TOKYO, June 20 (Reuters) – Benchmark Tokyo rubber futures extended declines on Tuesday and touched a near two-week low after data showed domestic rubber inventories grew 3 percent and the world’s No.2 producer, Indonesia, said it was not worried about a recent slump in prices as market fundamentals remained strong.
Moenarji Soedargo, chairman of the Indonesian Rubber Association (Gapkindo), made the comment after a weekend meeting of the main international rubber producer group, held in Indonesia.
“There probably would be no (production) cuts from the meeting, though some market participants had projected a curb,” said a Tokyo-based dealer. “The decline also may have reflected the unwinding of positions that had built up recently.”
Crude rubber inventories at Japanese ports stood at 4,727 tonnes as of June. 10, up 3 percent from the last inventory date, data from the Rubber Trade Association of Japan showed on Tuesday.

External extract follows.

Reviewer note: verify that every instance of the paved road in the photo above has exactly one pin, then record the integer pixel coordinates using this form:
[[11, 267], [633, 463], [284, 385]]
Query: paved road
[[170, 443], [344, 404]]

The Tokyo Commodity Exchange rubber contract for November delivery finished 4.9 yen lower at 190.3 yen ($1.70) per kg after touching 181.1 yen, the lowest since June 8.
The most-active rubber contract on the Shanghai futures exchange for September delivery fell 105 yuan to finish at 12,630 yuan ($1,849) per tonne after touching a near one-week low.
The front-month rubber contract on Singapore’s SICOM exchange for July delivery last traded at 139.2 U.S. cents per kg, down 2 cents.